Tool budget: The agent is limited to 15 tool calls per verification run. Each read_extracted_data call counts as 1. Each query_banking_data call counts as 1. Each write_flag counts as 1. This prevents the agent from making 50 API calls trying to resolve an ambiguous situation. If it cannot resolve a discrepancy in 15 tool calls, it flags it for human review and moves on.
These constraints are not about cost (though they help). They are about predictability. A loan officer needs to know that when they come in to work, the overnight batch has processed and results are ready. An agent that occasionally spends 10 minutes on one application and delays the rest of the queue breaks that expectation.
Failure Modes
Every production system fails.
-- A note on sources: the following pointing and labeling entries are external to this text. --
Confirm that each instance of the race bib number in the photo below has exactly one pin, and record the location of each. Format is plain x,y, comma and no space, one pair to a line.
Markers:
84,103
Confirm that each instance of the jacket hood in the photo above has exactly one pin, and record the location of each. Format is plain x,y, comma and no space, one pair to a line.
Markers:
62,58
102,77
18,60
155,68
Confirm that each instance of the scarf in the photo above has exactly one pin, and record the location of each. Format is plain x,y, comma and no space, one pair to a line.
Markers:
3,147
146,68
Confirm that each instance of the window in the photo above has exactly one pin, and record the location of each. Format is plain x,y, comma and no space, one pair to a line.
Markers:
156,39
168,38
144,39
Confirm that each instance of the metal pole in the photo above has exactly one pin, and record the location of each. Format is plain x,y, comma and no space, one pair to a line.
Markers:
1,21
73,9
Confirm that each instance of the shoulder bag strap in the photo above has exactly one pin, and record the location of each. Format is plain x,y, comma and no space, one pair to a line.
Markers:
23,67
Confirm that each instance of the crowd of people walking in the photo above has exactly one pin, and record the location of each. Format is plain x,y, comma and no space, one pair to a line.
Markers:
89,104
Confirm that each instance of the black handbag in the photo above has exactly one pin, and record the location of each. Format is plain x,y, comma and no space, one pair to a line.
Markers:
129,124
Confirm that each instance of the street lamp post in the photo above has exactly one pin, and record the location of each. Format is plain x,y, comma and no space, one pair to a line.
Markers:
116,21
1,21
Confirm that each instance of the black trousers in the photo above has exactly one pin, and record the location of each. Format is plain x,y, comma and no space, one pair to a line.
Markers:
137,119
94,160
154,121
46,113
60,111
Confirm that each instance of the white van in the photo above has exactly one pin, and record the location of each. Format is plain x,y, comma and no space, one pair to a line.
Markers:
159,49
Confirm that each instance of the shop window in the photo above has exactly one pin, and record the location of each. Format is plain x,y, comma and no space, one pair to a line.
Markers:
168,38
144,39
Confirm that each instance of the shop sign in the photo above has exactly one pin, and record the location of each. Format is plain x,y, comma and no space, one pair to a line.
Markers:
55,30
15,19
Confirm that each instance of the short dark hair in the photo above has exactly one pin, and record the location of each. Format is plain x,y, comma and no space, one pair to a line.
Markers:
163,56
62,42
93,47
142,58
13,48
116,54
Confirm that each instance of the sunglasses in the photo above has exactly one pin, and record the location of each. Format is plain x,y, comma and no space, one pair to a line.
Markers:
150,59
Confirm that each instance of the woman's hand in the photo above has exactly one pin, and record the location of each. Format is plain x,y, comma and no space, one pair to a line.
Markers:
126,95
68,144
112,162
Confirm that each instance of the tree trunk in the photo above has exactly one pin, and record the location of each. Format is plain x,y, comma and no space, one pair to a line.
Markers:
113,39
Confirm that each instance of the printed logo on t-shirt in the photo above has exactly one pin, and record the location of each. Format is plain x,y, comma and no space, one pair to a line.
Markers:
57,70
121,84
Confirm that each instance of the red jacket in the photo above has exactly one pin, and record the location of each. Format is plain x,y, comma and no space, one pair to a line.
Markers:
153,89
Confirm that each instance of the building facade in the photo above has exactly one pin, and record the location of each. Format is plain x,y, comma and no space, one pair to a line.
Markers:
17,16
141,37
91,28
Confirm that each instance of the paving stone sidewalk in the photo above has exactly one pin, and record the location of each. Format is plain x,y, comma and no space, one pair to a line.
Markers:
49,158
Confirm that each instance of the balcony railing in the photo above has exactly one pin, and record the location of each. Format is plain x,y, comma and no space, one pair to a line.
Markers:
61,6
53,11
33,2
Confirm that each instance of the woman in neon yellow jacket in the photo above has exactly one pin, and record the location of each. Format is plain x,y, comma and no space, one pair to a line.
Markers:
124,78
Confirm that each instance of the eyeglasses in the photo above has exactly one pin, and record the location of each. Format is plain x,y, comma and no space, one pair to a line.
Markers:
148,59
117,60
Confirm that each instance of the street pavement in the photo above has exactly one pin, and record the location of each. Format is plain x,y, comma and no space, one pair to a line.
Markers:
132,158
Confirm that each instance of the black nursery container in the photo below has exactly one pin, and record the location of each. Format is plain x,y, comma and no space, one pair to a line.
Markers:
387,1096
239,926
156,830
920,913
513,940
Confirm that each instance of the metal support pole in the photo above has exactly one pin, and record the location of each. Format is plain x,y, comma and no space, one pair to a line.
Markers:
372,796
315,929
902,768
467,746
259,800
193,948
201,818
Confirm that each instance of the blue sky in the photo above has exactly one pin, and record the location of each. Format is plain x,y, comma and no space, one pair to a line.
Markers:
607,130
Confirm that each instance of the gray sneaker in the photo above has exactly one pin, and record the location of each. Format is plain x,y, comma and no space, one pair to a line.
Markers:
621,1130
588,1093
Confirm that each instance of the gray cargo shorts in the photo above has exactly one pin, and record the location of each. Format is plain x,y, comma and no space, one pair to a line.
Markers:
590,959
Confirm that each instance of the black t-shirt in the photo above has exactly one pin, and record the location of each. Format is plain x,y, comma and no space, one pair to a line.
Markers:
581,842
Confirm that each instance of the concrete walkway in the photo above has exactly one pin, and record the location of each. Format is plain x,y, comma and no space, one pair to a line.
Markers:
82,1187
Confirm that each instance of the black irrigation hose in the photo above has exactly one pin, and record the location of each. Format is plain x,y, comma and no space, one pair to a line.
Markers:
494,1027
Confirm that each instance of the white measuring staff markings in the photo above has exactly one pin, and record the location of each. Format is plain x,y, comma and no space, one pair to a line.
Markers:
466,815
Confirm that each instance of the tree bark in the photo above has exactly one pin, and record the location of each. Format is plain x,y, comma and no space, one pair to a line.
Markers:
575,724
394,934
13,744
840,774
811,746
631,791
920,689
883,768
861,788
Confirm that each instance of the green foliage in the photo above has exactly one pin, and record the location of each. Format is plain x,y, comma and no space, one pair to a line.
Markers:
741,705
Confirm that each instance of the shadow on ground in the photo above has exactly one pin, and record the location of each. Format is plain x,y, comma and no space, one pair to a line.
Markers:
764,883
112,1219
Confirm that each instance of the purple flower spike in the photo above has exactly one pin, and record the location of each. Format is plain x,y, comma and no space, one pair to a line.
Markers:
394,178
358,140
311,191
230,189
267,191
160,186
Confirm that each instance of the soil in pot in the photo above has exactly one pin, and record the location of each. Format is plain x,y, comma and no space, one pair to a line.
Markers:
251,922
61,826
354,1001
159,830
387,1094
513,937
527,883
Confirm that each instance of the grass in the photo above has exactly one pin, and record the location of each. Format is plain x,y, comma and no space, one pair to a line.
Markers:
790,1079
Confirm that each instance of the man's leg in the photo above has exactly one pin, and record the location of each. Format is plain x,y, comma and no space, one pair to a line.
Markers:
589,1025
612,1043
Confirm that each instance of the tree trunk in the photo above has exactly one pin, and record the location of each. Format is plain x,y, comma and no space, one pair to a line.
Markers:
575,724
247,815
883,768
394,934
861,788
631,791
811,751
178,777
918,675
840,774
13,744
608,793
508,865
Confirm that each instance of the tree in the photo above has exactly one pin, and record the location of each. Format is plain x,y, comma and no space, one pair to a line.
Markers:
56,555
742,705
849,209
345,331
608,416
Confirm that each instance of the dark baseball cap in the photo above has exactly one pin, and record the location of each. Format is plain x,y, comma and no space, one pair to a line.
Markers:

The question is how.
Silent Extraction Errors (The Dangerous One)
What happens: The LLM extracts a field value with high confidence, but the value is wrong. For example, it reads “$85,000” as the annual salary from a pay stub, but the actual value is “$65,000” (the “6” in the scan looks like an “8”).
How likely: About 1 to 3% of fields at the 0.90+ confidence level, based on calibration data. At 20 documents per application with 8 to 12 fields each, that is 1 to 5 silently wrong fields per application.
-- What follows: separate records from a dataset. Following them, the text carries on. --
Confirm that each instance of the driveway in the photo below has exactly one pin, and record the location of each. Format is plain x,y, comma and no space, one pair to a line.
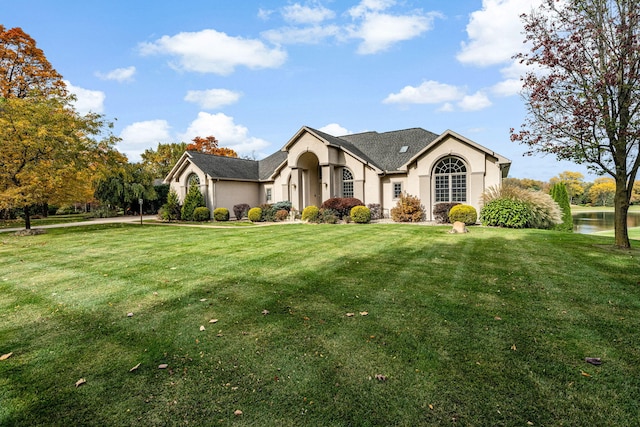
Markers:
94,221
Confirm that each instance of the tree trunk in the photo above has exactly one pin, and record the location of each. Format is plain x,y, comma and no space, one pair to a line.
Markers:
621,206
27,218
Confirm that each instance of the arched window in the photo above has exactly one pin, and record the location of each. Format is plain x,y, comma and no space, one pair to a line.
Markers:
451,180
347,183
193,180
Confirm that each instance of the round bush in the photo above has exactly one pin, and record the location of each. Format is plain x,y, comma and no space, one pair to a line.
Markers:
221,214
360,214
282,214
310,213
254,214
463,213
201,214
506,213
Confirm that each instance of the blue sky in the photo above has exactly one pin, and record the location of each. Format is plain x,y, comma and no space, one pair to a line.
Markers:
252,73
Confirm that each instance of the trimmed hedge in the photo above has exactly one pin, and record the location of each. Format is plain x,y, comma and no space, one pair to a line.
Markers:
221,214
463,213
360,214
201,214
254,214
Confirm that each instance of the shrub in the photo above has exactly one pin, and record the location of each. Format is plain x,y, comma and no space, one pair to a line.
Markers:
561,196
281,214
376,210
463,213
544,212
286,205
193,200
505,212
341,205
408,209
201,214
254,214
241,210
328,216
441,211
310,214
221,214
171,209
360,214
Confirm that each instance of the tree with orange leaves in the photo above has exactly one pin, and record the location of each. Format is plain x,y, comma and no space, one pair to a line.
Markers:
48,150
209,145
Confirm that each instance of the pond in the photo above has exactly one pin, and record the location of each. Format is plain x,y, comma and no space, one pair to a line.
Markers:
592,222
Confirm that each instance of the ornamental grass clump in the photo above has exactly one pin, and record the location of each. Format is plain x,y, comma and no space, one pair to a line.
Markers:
463,213
516,207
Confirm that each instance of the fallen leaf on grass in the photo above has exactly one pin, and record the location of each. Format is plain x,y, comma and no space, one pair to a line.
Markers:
593,360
How to detect: The cross-document verification agent is the primary defense. If the pay stub says $85,000 but bank deposits average $5,400/month ($64,800 annualized), the agent catches the discrepancy. But this only works when there is a corroborating document to check against. For fields that appear in only one document (like a property’s lot size from the appraisal), there is no cross-reference.
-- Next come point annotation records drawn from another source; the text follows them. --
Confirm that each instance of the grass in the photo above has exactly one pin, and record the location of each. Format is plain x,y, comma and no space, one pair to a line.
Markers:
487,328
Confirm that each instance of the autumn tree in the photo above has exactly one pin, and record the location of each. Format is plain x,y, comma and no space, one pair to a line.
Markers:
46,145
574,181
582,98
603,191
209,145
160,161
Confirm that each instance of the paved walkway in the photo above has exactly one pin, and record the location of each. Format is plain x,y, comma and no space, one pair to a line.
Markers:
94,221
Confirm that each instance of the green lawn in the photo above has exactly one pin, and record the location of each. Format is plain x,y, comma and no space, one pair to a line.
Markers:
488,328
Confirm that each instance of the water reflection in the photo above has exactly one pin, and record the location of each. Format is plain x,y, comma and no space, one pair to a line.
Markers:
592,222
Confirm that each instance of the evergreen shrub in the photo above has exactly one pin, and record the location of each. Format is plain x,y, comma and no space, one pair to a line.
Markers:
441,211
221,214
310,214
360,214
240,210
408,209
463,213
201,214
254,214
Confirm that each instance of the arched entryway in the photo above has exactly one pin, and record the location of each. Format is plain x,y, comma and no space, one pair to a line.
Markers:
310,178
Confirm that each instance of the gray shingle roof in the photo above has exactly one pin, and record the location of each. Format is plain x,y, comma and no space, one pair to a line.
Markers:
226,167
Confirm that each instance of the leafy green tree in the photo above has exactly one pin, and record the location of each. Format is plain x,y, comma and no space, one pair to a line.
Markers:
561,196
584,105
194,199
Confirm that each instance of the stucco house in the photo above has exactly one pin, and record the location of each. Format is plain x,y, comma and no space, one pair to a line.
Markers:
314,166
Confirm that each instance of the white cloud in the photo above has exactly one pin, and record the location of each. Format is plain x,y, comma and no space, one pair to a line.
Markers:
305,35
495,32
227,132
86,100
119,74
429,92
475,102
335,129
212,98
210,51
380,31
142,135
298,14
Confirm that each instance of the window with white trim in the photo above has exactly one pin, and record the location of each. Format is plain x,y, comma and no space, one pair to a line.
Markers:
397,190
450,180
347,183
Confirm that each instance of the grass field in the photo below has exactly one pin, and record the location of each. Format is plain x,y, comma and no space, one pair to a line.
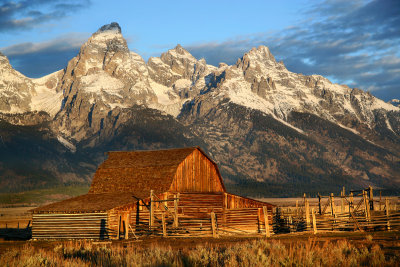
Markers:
376,249
305,249
41,196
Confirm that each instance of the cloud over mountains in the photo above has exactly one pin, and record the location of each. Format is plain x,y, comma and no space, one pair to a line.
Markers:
352,42
21,15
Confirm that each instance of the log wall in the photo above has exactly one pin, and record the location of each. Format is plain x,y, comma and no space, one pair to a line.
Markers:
197,174
70,226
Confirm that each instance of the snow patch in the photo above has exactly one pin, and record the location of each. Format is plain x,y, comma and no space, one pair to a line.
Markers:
66,143
96,83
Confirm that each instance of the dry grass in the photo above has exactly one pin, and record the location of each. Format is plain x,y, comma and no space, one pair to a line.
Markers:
247,253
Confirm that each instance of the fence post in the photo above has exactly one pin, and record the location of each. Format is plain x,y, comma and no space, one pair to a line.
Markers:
163,223
351,206
332,199
319,204
387,213
175,212
151,221
307,213
213,226
366,205
314,221
266,222
371,198
126,229
332,204
342,209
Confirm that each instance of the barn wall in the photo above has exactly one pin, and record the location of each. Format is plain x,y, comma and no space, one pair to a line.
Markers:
196,174
70,226
239,202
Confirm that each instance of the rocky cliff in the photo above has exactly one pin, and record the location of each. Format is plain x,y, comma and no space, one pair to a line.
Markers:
271,131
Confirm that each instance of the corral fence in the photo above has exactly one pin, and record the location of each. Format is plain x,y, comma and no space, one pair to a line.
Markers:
200,215
356,211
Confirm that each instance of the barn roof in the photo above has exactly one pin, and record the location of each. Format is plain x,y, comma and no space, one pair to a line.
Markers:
89,203
124,177
138,172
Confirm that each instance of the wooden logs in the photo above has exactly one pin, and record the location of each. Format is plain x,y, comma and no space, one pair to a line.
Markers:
213,224
151,221
314,221
307,207
266,222
176,224
387,213
371,198
332,202
163,224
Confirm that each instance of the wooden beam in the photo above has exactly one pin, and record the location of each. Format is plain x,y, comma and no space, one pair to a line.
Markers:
371,198
151,221
319,204
387,213
307,207
213,224
176,223
266,222
332,200
314,221
342,194
163,224
126,215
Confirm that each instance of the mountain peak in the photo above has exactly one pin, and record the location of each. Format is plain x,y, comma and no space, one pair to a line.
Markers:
261,51
112,27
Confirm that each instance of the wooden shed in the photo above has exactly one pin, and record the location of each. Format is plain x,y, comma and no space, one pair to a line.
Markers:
166,192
How to handle: (1) Calibrated confidence scoring, so the system knows which fields at which confidence levels are actually reliable. (2) Mandatory human review for high-impact fields (income, property value, outstanding debts) regardless of confidence score. (3) Dual extraction: run the extraction twice with different temperature settings and flag any field where the two runs disagree. This catches about 60% of silent errors at the cost of doubling extraction compute.
On-Prem Data API Downtime
What happens: The verification agent tries to query banking records (credit history, account balances) and the on-prem API is unavailable. The agent cannot cross-reference.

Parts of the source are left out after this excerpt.